El sonido del diapasón empezó a retumbar en las paredes del salón, entre los metales de otros instrumentos, y bajo los anaqueles donde estos descansaban. De repente, uno de los platillos que usaban para la orquesta cayó de su lugar, haciendo su particular sonido estridente sobre el suelo de la estancia. Rodó unos metros y se detuvo.
Alicia dejó de frotar la vara de metal contra el diapasón, y el sonido del aparato se hizo más débil. Tomás se quedó detrás de ella, y ambos escucharon con atención. El sonido del platillo se había ido, y a pesar de que el diapasón seguía vibrando, poco a poco el silencio ocupaba todo el lugar.

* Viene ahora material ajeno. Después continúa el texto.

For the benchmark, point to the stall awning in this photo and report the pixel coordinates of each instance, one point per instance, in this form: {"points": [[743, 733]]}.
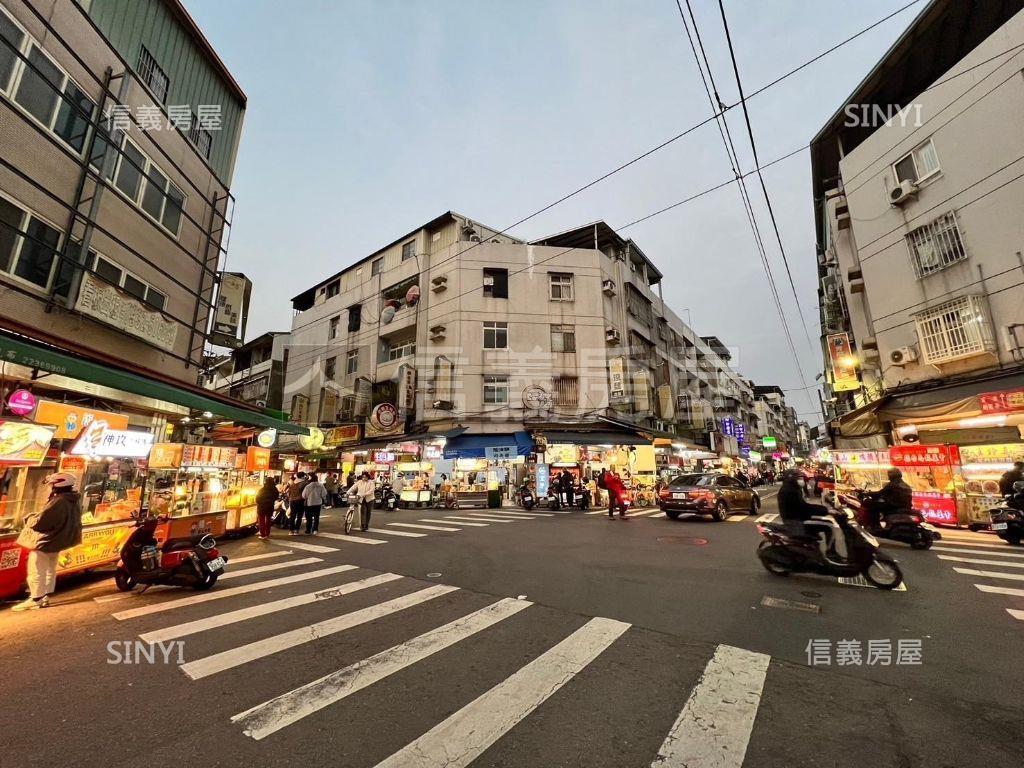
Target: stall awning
{"points": [[475, 445], [597, 438], [23, 352]]}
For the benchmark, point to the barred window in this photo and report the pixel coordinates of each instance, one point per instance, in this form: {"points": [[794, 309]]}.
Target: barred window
{"points": [[936, 245]]}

-¿Qué fue eso?-, dijo Alicia, casi en un susurro.
-No lo sé…
Lo que vino fue tan repentino que hizo que los dos se quedaran petrificados, tan cerca de la puerta pero sin poder moverse ni un poco. Varios de los instrumentos cayeron estrepitosamente al suelo, haciendo mucho ruido. Sin embargo, no parecía haber nadie ahí. De repente, un gemido muy fuerte empezó a escucharse al fondo del recinto, que iba creciendo conforme parecía acercarse más y más. Alicia no lo pensó mucho y salió corriendo dejando las puertas entreabiertas.

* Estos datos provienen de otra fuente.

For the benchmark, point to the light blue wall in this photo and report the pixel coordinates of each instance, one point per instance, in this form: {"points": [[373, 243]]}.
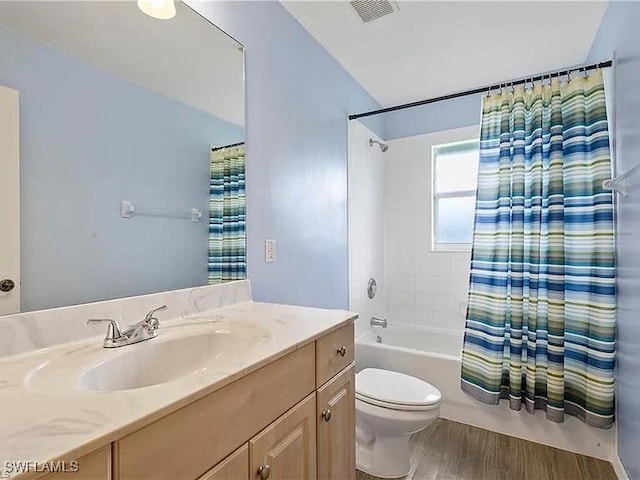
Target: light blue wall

Tomás se quedó ahí, quieto, mientras la figura al fondo de la sala se iba dibujando poco a poco contra la penumbra. Era una persona que él conocía muy bien. Se llamaba Isabel, su novia, quién llegó caminando como si nada, riéndose. Tomás la tomó de las manos y la acompañó con sus carcajadas.
-Se la creyó. Hiciste bien en decirme lo que sospechabas. Al menos le metimos un buen susto a tu amiguita-, dijo Isabel, mirando a su novio con ojos alegres y algo de maldad.

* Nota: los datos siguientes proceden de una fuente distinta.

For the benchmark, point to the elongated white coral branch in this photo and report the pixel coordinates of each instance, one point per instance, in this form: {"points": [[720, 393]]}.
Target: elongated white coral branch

-Ya me había preguntado muchas cosas acerca de la leyenda. Qué mejor que hacerle pasar un momento como ese…
-Muy bien por ustedes-, dijo una voz detrás de ellos.
Isabel y Tomás voltearon. Por un momento, pensaron que podría ser algún profesor que los había descubierto y que ahora los castigaría. Sin embargo, lo que había detrás no era siquiera humano. Tenía la apariencia de un felino apoyado solo en sus patas traseras, con enormes manos con garras afiladas que arrastraban justo a los costados. La cabeza era felina, sin embargo, los rasgos eran como los de un reptil, con un hocico enorme y alargado del cual sobresalían un montón de dientes putrefactos. 
La criatura abrió las fauces, escurriendo saliva sanguinolenta, y los dos aterrados alumnos gritaron antes de sentir las afiladas garras en sus gargantas. Al fondo del salón, como si viniera del fondo del abismo infernal, el viejo piano de la escuela empezó a tocar sin que ninguna mano humana lo manipulara.